Nuestra familia nunca vivió con holgura. Recuerdo cómo mi madre se alegraba cuando unos conocidos le traían ropa de niños. Primero la usaba yo, y después mi hermana pequeña, Lola. Las cosas nuevas eran un regalo escaso, y cada prenda se convertía en una fiesta para nosotras. Mamá llevaba una pequeña tienda en el mercadillo local, que apenas daba para subsistir, y siempre andaba agobiada por inspecciones: bomberos, hacienda…
También rondaban por allí “inspectores” no oficiales, que exigían un pago por “protección”. Con ellos se encargaba papá, en sentido literal y figurado. Trabajaba en la policía y sabía cómo poner en su sitio a los matones del barrio, dándoles sus “lecciones”. Intentaron sobornarlo, pero él no cedió, a diferencia de otros compañeros que se vendieron por un puñado de euros.
El sueldo de papá no era gran cosa. Además, sus horarios eran impredecibles: podían llamarlo a medianoche o volvía tarde, cansado y callado.
Lola y yo crecimos siendo independientes. Yo, como la mayor, aprendí pronto a cocinar, limpiar y cuidar de ella, para que mamá pudiera descansar tras sus jornadas interminables.
Aquella noche en la cena, mamá soltó la noticia:
—Hoy cerré un buen día y he ahorrado lo suficiente. ¡Prepárense, chicas, que nos vamos a la playa! Una semana de descanso. ¡Paco, pídele esos días a tu jefe, aunque sea a la fuerza!
Papá arqueó las cejas:
—No les va a gustar… Habrá que apañárselas…
No entendía qué significaba “apañárselas”, pero la palabra sonaba misteriosa y poderosa.
Al final lo logramos. Fuimos todos juntos al mar. Fue pura felicidad: nadie tenía prisa, pasábamos los días entre el sol, el agua y el zoo. Con Lola nos hartábamos de helados, y mis padres nos llamaban golosas entre risas. Volvimos animados, pero al mes empezaron las peleas.
Discutían a diario. Papá gritaba que mamá cometía un error si seguía adelante con lo suyo. Ella se defendía, pero no cedía, aunque él insistía en “resolverlo” en el hospital. Al principio no entendía de qué hablaban, pero escuchando sus conversaciones nocturnas lo comprendí: mamá estaba embarazada. Papá no quería un tercer hijo y exigía que lo solucionara, sin usar la palabra, pero su intención era clara.

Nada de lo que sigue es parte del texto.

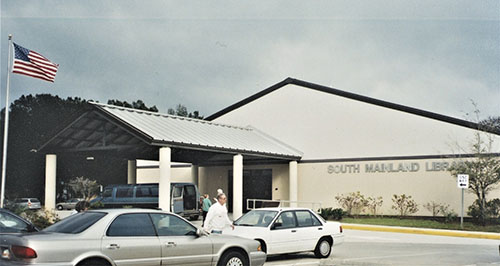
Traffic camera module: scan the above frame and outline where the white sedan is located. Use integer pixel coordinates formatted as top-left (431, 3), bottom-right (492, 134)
top-left (224, 208), bottom-right (344, 258)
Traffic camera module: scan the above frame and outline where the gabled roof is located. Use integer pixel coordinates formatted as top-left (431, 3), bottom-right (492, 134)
top-left (40, 103), bottom-right (302, 160)
top-left (205, 78), bottom-right (500, 135)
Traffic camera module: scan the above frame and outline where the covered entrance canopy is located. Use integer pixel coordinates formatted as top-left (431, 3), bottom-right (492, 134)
top-left (39, 103), bottom-right (302, 217)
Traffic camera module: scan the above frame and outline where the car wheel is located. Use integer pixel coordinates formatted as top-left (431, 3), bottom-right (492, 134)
top-left (217, 251), bottom-right (248, 266)
top-left (314, 238), bottom-right (332, 258)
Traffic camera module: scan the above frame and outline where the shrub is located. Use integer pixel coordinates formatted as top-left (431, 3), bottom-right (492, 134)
top-left (439, 204), bottom-right (458, 223)
top-left (68, 176), bottom-right (99, 201)
top-left (392, 194), bottom-right (418, 217)
top-left (467, 198), bottom-right (500, 221)
top-left (366, 197), bottom-right (384, 216)
top-left (423, 201), bottom-right (450, 217)
top-left (335, 191), bottom-right (368, 215)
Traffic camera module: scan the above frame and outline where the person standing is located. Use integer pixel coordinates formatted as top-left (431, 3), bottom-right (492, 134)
top-left (201, 194), bottom-right (212, 226)
top-left (203, 193), bottom-right (234, 234)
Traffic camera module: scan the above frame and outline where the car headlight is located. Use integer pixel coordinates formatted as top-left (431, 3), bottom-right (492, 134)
top-left (2, 248), bottom-right (11, 260)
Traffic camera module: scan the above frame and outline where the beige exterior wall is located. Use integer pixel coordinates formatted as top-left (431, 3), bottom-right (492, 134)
top-left (298, 159), bottom-right (500, 215)
top-left (137, 159), bottom-right (500, 216)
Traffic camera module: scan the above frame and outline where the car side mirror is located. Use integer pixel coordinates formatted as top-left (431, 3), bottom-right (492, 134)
top-left (271, 222), bottom-right (283, 230)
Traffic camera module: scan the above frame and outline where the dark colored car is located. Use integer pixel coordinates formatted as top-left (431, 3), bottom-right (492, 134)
top-left (0, 208), bottom-right (39, 234)
top-left (56, 198), bottom-right (84, 211)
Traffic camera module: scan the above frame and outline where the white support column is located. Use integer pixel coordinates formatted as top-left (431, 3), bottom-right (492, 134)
top-left (233, 154), bottom-right (243, 220)
top-left (45, 154), bottom-right (57, 211)
top-left (191, 164), bottom-right (200, 190)
top-left (158, 147), bottom-right (172, 211)
top-left (289, 161), bottom-right (298, 207)
top-left (127, 160), bottom-right (137, 184)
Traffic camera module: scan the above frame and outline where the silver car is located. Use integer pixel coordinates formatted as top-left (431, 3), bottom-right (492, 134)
top-left (0, 209), bottom-right (266, 266)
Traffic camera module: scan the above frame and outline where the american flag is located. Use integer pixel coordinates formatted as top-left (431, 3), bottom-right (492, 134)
top-left (12, 43), bottom-right (59, 82)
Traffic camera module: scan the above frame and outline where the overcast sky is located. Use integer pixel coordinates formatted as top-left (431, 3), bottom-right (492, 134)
top-left (0, 0), bottom-right (500, 118)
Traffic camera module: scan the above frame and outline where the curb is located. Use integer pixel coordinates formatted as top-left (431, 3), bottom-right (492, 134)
top-left (342, 224), bottom-right (500, 240)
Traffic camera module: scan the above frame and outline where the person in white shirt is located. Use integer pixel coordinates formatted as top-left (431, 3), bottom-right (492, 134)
top-left (203, 193), bottom-right (234, 234)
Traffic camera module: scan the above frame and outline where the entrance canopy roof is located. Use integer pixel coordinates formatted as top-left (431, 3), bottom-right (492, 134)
top-left (39, 103), bottom-right (302, 164)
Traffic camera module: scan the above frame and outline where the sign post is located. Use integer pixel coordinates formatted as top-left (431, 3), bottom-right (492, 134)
top-left (457, 175), bottom-right (469, 229)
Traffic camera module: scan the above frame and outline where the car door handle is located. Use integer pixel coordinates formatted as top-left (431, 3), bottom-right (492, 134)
top-left (106, 244), bottom-right (120, 249)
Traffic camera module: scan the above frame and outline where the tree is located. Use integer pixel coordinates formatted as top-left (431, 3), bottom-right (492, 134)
top-left (108, 100), bottom-right (158, 113)
top-left (449, 108), bottom-right (500, 224)
top-left (68, 176), bottom-right (99, 201)
top-left (167, 104), bottom-right (203, 119)
top-left (392, 194), bottom-right (418, 217)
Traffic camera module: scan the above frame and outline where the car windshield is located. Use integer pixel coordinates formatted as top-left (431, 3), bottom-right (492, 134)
top-left (234, 210), bottom-right (278, 227)
top-left (43, 211), bottom-right (107, 234)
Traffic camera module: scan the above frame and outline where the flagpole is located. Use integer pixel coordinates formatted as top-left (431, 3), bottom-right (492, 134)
top-left (0, 34), bottom-right (12, 208)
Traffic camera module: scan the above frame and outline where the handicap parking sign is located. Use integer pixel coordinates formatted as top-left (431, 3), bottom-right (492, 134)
top-left (457, 175), bottom-right (469, 188)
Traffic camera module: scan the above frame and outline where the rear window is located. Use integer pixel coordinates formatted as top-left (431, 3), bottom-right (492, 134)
top-left (184, 186), bottom-right (196, 196)
top-left (173, 187), bottom-right (182, 198)
top-left (102, 188), bottom-right (113, 198)
top-left (151, 187), bottom-right (158, 197)
top-left (116, 187), bottom-right (134, 198)
top-left (43, 211), bottom-right (107, 234)
top-left (135, 187), bottom-right (153, 198)
top-left (106, 213), bottom-right (156, 236)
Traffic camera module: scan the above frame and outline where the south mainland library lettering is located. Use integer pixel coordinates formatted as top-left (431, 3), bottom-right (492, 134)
top-left (327, 161), bottom-right (459, 174)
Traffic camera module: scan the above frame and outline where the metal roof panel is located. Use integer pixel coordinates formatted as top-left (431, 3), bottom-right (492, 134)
top-left (91, 103), bottom-right (302, 159)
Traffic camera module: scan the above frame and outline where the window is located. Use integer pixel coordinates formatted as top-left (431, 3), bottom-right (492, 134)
top-left (234, 210), bottom-right (277, 227)
top-left (173, 187), bottom-right (182, 198)
top-left (151, 213), bottom-right (196, 236)
top-left (43, 211), bottom-right (107, 234)
top-left (184, 186), bottom-right (196, 196)
top-left (151, 187), bottom-right (158, 197)
top-left (135, 187), bottom-right (151, 198)
top-left (295, 211), bottom-right (321, 227)
top-left (106, 213), bottom-right (156, 236)
top-left (274, 211), bottom-right (297, 229)
top-left (102, 188), bottom-right (113, 198)
top-left (116, 187), bottom-right (134, 198)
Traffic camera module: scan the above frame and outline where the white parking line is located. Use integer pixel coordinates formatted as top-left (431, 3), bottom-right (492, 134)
top-left (342, 252), bottom-right (442, 262)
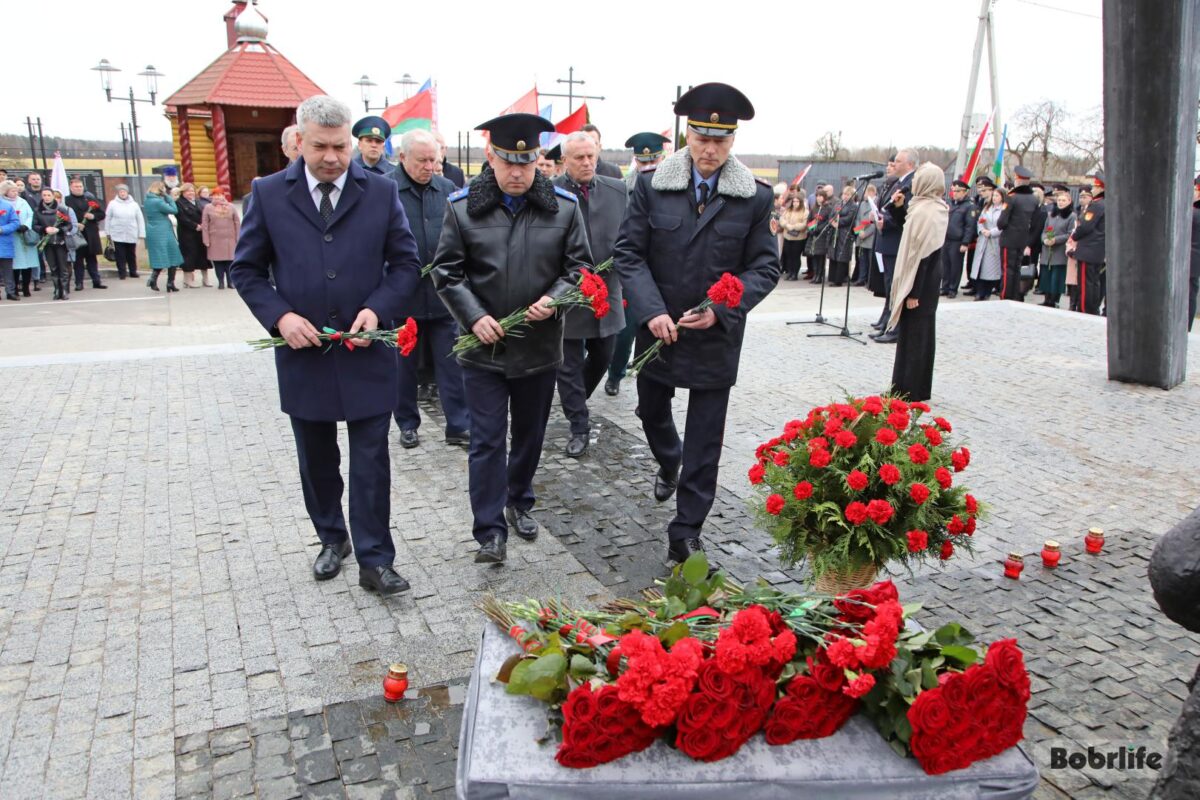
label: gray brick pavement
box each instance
[0,302,1200,798]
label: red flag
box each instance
[554,103,588,136]
[960,108,996,184]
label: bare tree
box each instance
[812,131,841,161]
[1008,100,1069,173]
[1061,106,1104,173]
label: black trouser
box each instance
[292,414,396,569]
[557,338,617,435]
[1079,261,1104,314]
[942,240,966,294]
[76,251,101,287]
[1000,247,1025,302]
[880,253,896,325]
[113,241,138,278]
[809,255,826,283]
[392,317,470,437]
[637,375,730,541]
[212,261,233,288]
[462,366,554,545]
[42,245,71,295]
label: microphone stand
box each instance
[786,203,844,335]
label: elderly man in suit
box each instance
[553,131,629,458]
[871,148,920,344]
[230,95,420,595]
[613,83,779,561]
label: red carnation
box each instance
[866,500,895,525]
[908,445,929,464]
[846,500,868,525]
[934,467,954,489]
[833,431,858,447]
[841,672,875,697]
[880,464,900,486]
[875,428,900,445]
[908,530,929,553]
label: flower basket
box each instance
[812,564,880,595]
[749,395,983,594]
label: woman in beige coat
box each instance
[200,187,241,289]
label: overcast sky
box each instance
[0,0,1103,155]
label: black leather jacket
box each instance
[432,168,592,378]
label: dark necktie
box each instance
[317,184,334,225]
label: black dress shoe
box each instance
[566,433,588,458]
[667,536,704,564]
[475,535,509,564]
[502,506,538,542]
[359,565,408,595]
[654,467,679,503]
[312,542,350,581]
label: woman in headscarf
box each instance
[887,162,949,401]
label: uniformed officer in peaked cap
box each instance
[350,116,391,175]
[433,114,592,564]
[613,83,779,561]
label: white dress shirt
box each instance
[304,164,349,213]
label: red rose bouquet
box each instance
[749,395,982,579]
[629,272,745,375]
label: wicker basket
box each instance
[814,564,878,595]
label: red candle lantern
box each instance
[383,664,408,703]
[1042,539,1062,570]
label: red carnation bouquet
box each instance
[480,553,1028,772]
[629,272,745,375]
[246,317,416,356]
[749,395,983,587]
[451,258,612,355]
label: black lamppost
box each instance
[91,59,162,178]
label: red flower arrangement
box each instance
[629,272,745,375]
[749,395,984,581]
[481,556,1030,774]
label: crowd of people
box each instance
[773,158,1105,326]
[0,168,241,300]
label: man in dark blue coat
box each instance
[871,148,920,344]
[230,95,420,594]
[390,131,470,449]
[613,83,779,561]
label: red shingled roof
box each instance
[164,42,325,108]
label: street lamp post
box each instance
[91,59,162,178]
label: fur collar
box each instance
[467,167,558,217]
[650,148,757,199]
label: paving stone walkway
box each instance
[0,302,1200,798]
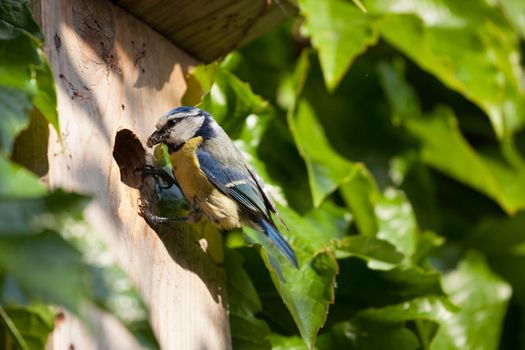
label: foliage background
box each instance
[192,0,525,349]
[0,0,525,349]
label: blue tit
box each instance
[147,106,298,267]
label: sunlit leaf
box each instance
[299,0,379,90]
[0,0,44,40]
[33,51,60,134]
[317,319,419,350]
[5,304,55,350]
[224,249,271,349]
[499,0,525,38]
[380,60,525,213]
[432,253,512,349]
[375,188,417,257]
[341,164,380,236]
[0,231,90,314]
[0,156,46,197]
[288,100,355,207]
[336,235,404,269]
[374,1,525,138]
[243,202,340,347]
[0,84,32,154]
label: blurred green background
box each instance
[0,0,525,349]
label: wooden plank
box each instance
[34,0,231,350]
[113,0,297,62]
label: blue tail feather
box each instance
[260,219,299,268]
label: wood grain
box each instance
[33,0,231,350]
[113,0,297,62]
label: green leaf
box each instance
[33,50,60,135]
[0,0,44,40]
[245,206,341,348]
[317,319,419,350]
[60,218,159,349]
[299,0,379,91]
[341,164,380,237]
[5,304,55,350]
[379,60,525,213]
[0,157,46,198]
[198,67,268,139]
[380,6,525,138]
[375,188,417,257]
[0,305,29,350]
[336,236,404,270]
[432,253,512,349]
[224,249,271,349]
[0,231,89,314]
[270,333,307,350]
[0,85,32,154]
[499,0,525,39]
[288,99,356,207]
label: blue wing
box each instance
[197,148,298,268]
[197,149,269,218]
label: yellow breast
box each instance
[170,136,214,204]
[170,136,244,229]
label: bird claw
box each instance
[139,198,202,225]
[135,164,177,190]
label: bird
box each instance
[147,106,299,268]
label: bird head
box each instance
[147,106,211,148]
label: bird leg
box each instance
[139,199,202,225]
[135,164,177,190]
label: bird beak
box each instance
[146,129,164,148]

Mamá andaba triste, llorando a escondidas. No podía dejar el puesto del mercadillo, así que seguía trabajando.
Pronto empezó a visitarnos la abuela, la suegra de mamá. También le decía que “recapacitara” y se deshiciera del bebé. Tras sus visitas, mamá se hundía más. Una noche me acerqué, la abracé y le dije que lo sabía todo, que quería un hermanito. Prometí ayudarla en todo, sin pedir juguetes ni ropa nueva. Lola se sumó a mí. Mamá nos abrazó y lloró, pero ahora eran lágrimas de alivio:
—Mis niñas, ¿qué haría sin vosotras?
Desde ese día, mamá se sintió más fuerte. Papá, al ver que el tiempo pasaba y ella no cambiaba de idea, gritaba más y volvía borracho.
Esas noches, mamá dormía en nuestra habitación: con Lola en mi cama, y yo en la de ella.
Llegó el día en que se la llevaron al hospital. Papá estaba trabajando. Al salir, nos acarició el pelo:
—Bueno, niñas, ¡voy a por vuestro hermano!
Horas después llegó papá. Al enterarse, tomó un taxi y se fue. Regresó al amanecer, agotado pero sonriente:
—Chiquillas, ¡tenemos un niño! En unos días estarán en casa mamá y Dani.
Lola y yo gritamos de alegría, felices por el bebé y porque papá era otro. Dani logró unirlos de nuevo, hasta la abuela se ablandó. Fuimos todos a buscarlos al hospital, y se notaba que él lo había cambiado todo.